11. Lorsqu’une affaire concrète impose de mettre en balance des
droits de l’homme contre d’autres droits de l’homme, les juridictions
et législateurs nationaux disposent toujours d’une marge d’appréciation.
A cet égard, la Cour européenne des Droits de l’Homme a établi que
les possibilités d’imposer des restrictions à la liberté d’expression
sont très limitées dans le domaine du discours politique ou des
questions d’intérêt général, mais généralement plus importantes
lorsqu’il s’agit de questions susceptibles d’offenser des convictions intimes
dans le domaine de la morale ou de la religion. Ce qui est de nature
à offenser gravement des personnes d’une certaine croyance religieuse
varie considérablement dans le temps et dans l’espace.
12. L’Assemblée est d’avis que la liberté d’expression, telle
qu’elle est protégée en vertu de l’article 10 de la Convention européenne
des Droits de l’Homme, ne doit pas être davantage restreinte pour
répondre à la sensibilité croissante de certains groupes religieux.

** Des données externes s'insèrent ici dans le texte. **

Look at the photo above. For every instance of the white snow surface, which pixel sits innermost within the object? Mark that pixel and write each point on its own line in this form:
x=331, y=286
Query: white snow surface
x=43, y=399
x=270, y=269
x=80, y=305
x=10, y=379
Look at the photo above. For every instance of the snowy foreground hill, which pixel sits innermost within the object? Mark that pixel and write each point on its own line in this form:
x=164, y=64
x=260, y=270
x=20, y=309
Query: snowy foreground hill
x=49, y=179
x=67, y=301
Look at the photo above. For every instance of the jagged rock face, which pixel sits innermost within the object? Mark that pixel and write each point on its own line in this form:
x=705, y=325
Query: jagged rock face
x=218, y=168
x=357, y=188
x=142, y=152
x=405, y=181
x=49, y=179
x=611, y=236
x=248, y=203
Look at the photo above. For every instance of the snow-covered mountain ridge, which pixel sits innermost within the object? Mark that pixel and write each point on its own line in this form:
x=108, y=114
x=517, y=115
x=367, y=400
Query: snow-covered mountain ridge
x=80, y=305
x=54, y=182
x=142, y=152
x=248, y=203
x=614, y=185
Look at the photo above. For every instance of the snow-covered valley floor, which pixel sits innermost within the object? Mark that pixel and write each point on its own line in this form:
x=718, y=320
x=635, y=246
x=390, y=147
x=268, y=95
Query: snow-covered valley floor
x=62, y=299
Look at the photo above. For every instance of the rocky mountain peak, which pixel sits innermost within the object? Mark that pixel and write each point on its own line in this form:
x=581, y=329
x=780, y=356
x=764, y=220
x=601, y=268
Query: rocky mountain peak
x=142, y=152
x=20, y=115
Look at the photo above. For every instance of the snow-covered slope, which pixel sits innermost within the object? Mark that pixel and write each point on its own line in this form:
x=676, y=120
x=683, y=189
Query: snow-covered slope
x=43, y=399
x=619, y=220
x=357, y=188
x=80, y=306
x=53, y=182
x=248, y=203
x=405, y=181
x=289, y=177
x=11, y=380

Dans le même temps, l’Assemblée rappelle fermement que les discours
incitant à la haine à l’encontre de quelque groupe religieux que
ce soit ne sont pas compatibles avec les droits et libertés fondamentaux
garantis par la Convention européenne des Droits de l’Homme et les précédents
de la Cour européenne des Droits de l’Homme.

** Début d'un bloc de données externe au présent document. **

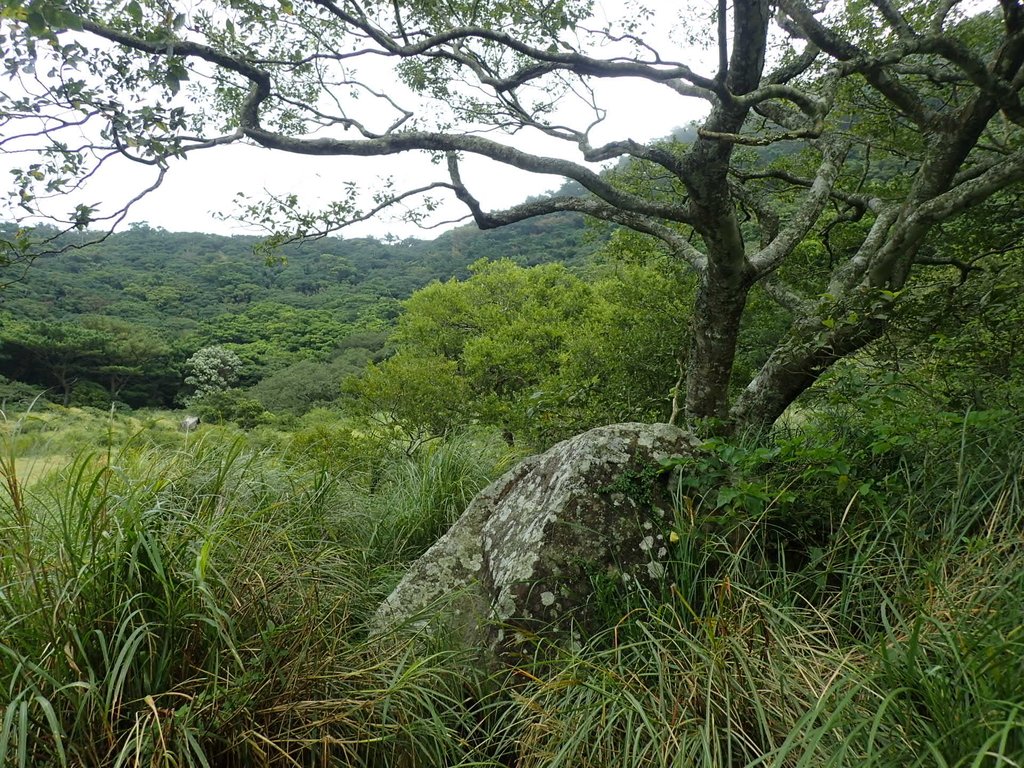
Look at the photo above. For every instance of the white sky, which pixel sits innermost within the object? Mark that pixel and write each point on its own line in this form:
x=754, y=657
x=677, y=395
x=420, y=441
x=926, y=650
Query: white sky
x=197, y=188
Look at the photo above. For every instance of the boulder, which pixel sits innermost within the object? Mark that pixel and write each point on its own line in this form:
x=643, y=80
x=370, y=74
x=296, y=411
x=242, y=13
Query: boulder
x=531, y=550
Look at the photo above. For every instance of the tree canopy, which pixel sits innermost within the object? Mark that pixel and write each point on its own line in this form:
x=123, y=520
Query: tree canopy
x=843, y=146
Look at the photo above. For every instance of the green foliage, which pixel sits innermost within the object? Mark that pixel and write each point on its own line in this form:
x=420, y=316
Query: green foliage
x=217, y=407
x=422, y=396
x=538, y=352
x=196, y=598
x=212, y=370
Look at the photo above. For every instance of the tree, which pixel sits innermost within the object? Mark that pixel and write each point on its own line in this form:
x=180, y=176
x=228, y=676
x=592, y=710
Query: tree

13. L’Assemblée invite les parlements des Etats membres à tenir
des débats sur la liberté d’expression et le respect des croyances
religieuses, et les parlementaires à rendre compte à l’Assemblée
des résultats de ces débats.
14. Elle encourage les communautés religieuses en Europe à débattre
de la liberté d’expression et du respect des croyances religieuses
au sein de chaque communauté, et à entretenir un dialogue avec d’autres communautés
religieuses afin de développer un code de conduite et une conception
commune de la tolérance religieuse, qui est nécessaire dans une
société démocratique.
15. L’Assemblée invite également les professionnels des médias
et leurs organisations à débattre de l’éthique des médias à l’égard
des croyances et des sensibilités religieuses. Elle encourage la
création, le cas échéant, d’organes de réclamation et de médiation
ou d’autres organes d’autorégulation dans le secteur des médias,
qui seraient chargés d’étudier les moyens de recours applicables
en cas d’offense à des croyances religieuses.
16. L’Assemblée encourage le dialogue interculturel et interreligieux
fondé sur les droits de l’homme universels, impliquant – sur la
base de l’égalité et du respect mutuel – la société civile ainsi
que les médias, et visant à promouvoir la tolérance, la confiance
et la compréhension mutuelle, qui sont essentielles à l’édification de
sociétés solidaires et à la consolidation de la paix et de la sécurité
au niveau international.
17. L’Assemblée encourage les organes du Conseil de l’Europe à
œuvrer activement à la prévention du discours de haine dirigé contre
différents groupes religieux ou ethniques.
18. L’Assemblée décide de revenir sur cette question sur la base
d’un rapport sur la législation relative au blasphème, aux insultes
à caractère religieux et à l’incitation à la haine à l’encontre
de personnes au motif de leur religion, après avoir fait le point
sur les différentes approches en Europe, y compris l’application
de la Convention européenne des Droits de l’Homme, les rapports
et les recommandations de la Commission européenne contre le racisme
et l’intolérance (ECRI) et de la Commission européenne pour la démocratie
par le droit (Commission de Venise), et les rapports du commissaire
aux droits de l’homme du Conseil de l’Europe.